The first step in preventing injuries from power lines is locating and identifying potential hazards. Looking up is an obvious step that many workers forget. A glance around the worksite is the quick way to locate overhead lines. Of course, the potential danger doesn’t end there, because many lines are buried underground. Contact a utility locator service to identify and mark those lines if the task involves any excavating. You’ll also need to determine safe locations for equipment and materials.

Notify the utility or other owners of the lines and tell them about the work you’re planning to perform, how long it will take, and what type of equipment is involved. In most cases, the safest approach is to ask the utility to de-energize the lines while the work is being performed. If that’s not possible, the utility may be able to install temporary protective barriers or insulation to limit the possibility that your equipment will contact the lines. If the lines will remain energized while you’re working near them, ask about the voltage that is being carried.

Always assume that all overhead lines are energized until the utility or an electrician verifies otherwise. Any line that is not energized must be properly grounded before work may be performed in the immediate area.

Safety procedures

Remember that engineering the hazard out of the task is often the safest course of action. You may be able to use an alternate approach or different equipment to reduce the risk to workers from possible contact with power lines.

The safe work distance depends on the voltage, with the absolute minimum normally being 10 feet from the lines. The higher the voltage, the greater the distance you’ll need between the lines and the workers. A commonly used formula calls for 10 feet for all lines carrying up to 50 kilovolts (50,000 volts), with an additional 0.4 inch of distance for every additional 1,000 volts. In other words, a 72-kilovolt line would require a minimum safe distance of 10 feet, 9 inches, while a 345-kv line calls for a minimum of about 20 feet.

Workers who will use long tools or carry long objects near power lines need to be briefed on the potential risk. If such work must be conducted in an area that’s closer than the minimum safe distance, designate an employee to watch the work activities and alert employees to potentially dangerous situations. In addition, insulated tools may be available to reduce the risk.

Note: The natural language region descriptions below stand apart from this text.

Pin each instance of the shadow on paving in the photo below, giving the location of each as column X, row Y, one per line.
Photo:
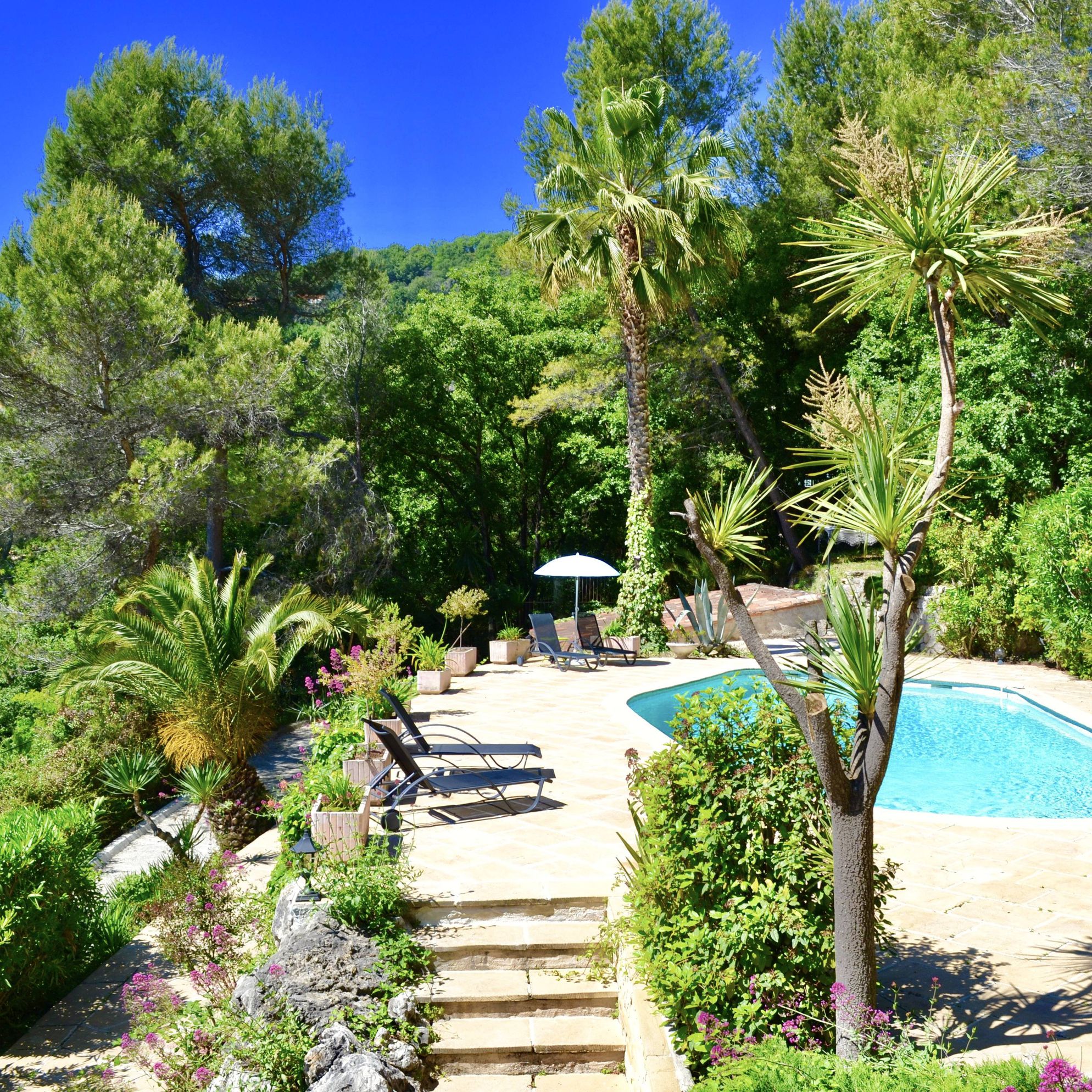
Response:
column 973, row 987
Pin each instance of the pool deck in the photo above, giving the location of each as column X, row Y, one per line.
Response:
column 999, row 910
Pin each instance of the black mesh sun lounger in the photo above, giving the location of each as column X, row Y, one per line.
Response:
column 547, row 643
column 441, row 744
column 491, row 784
column 592, row 640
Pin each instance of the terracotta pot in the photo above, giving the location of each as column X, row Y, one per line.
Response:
column 508, row 652
column 434, row 682
column 341, row 833
column 462, row 661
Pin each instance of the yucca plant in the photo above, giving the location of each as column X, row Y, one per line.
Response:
column 209, row 660
column 900, row 230
column 637, row 207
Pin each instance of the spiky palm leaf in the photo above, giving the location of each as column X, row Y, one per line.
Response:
column 732, row 522
column 202, row 658
column 878, row 247
column 637, row 176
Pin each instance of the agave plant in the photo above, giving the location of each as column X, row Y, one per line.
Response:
column 209, row 661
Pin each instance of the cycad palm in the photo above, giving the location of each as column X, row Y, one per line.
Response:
column 209, row 662
column 636, row 208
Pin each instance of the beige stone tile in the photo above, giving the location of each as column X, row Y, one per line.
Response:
column 576, row 1034
column 481, row 1035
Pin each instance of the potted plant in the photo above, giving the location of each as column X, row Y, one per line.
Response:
column 509, row 647
column 431, row 659
column 679, row 644
column 616, row 635
column 340, row 816
column 465, row 604
column 366, row 761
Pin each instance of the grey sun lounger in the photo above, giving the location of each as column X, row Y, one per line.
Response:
column 592, row 640
column 441, row 744
column 545, row 641
column 492, row 785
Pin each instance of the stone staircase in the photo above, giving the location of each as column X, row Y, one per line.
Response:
column 518, row 1011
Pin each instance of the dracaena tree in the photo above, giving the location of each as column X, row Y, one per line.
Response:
column 209, row 660
column 901, row 230
column 635, row 208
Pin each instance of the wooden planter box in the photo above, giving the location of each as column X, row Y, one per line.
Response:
column 508, row 652
column 363, row 771
column 461, row 661
column 341, row 833
column 434, row 682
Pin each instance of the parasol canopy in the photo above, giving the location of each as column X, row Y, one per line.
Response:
column 575, row 566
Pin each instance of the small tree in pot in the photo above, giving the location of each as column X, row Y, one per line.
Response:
column 465, row 604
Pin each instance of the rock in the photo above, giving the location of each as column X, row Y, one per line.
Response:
column 403, row 1007
column 289, row 913
column 319, row 969
column 335, row 1042
column 248, row 995
column 364, row 1073
column 403, row 1056
column 232, row 1078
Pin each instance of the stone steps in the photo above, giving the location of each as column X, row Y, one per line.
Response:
column 539, row 993
column 518, row 1012
column 518, row 947
column 542, row 1083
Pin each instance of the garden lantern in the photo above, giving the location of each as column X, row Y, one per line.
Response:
column 307, row 849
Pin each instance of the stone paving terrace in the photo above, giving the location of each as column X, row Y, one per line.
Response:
column 999, row 910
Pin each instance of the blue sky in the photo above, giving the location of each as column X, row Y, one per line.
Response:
column 427, row 97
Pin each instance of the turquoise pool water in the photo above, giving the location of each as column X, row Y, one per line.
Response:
column 962, row 750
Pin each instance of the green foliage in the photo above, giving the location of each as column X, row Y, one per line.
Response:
column 640, row 594
column 731, row 892
column 978, row 615
column 1054, row 551
column 204, row 655
column 48, row 886
column 430, row 654
column 772, row 1067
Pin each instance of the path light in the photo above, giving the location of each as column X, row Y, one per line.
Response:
column 307, row 849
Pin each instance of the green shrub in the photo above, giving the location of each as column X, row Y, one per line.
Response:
column 772, row 1067
column 978, row 614
column 731, row 895
column 48, row 881
column 1054, row 550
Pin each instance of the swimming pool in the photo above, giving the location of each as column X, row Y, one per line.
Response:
column 960, row 749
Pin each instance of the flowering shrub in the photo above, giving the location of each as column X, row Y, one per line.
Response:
column 200, row 916
column 731, row 894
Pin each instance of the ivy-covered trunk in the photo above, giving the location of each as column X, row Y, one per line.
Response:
column 640, row 599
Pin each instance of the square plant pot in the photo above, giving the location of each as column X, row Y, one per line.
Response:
column 341, row 834
column 462, row 661
column 434, row 682
column 508, row 652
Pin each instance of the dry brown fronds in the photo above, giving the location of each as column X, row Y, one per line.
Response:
column 875, row 158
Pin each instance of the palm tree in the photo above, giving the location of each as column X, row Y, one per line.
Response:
column 209, row 661
column 636, row 208
column 924, row 230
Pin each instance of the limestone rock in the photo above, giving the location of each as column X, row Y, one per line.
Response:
column 320, row 968
column 364, row 1073
column 335, row 1042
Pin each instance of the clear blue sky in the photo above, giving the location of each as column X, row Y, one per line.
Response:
column 427, row 97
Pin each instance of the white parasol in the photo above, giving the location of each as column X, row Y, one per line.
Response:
column 575, row 566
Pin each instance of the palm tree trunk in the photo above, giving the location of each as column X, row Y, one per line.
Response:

Ladders are common on worksites, and many accidents occur when a ladder comes in contact with power lines. For that reason, anytime work is being performed in close proximity to power lines, crews should use ladders made of wood or other non-conductive materials.

All workers should be aware of and use appropriate personal protective equipment, such as insulated boots and gloves to reduce the risk of electrocution, and face masks when arc flash is a potential hazard. Workers should also be familiar with two important safety rules: never touch or approach fallen power lines, and never touch or grab another worker who is receiving an electrical shock. A worker who tries to do so may become part of the electric circuit and sustain injuries of his own (or even death).

Equipment considerations

When using cranes, boom trucks, dump trucks, concrete pumpers, or other equipment capable of extending vertically or horizontally, be sure to maintain safe minimum distances and use any available insulated barriers. Once again, the safest course of action is to de-energize and ground any lines in the area.

Most power line accidents involving dump trucks happen when the truck bed has been raised, so be sure that dump truck operators are aware of the locations of power lines through signage, flags on the lines, and direct instructions from supervisors. Do not allow dump trucks to move forward or backward when the bed is raised if power lines are nearby.

Finally, if equipment must be used near live lines, designate an employee to monitor distances between the power lines and the equipment. Because it can be difficult to estimate those distances, it is important that the worker focus solely on this task, rather than try to balance multiple responsibilities.

Treat power lines with the respect they deserve, and you’ll minimize the chances of devastating injuries or severe damage on your worksites. Ignore them or take their presence for granted, and you could pay a high price.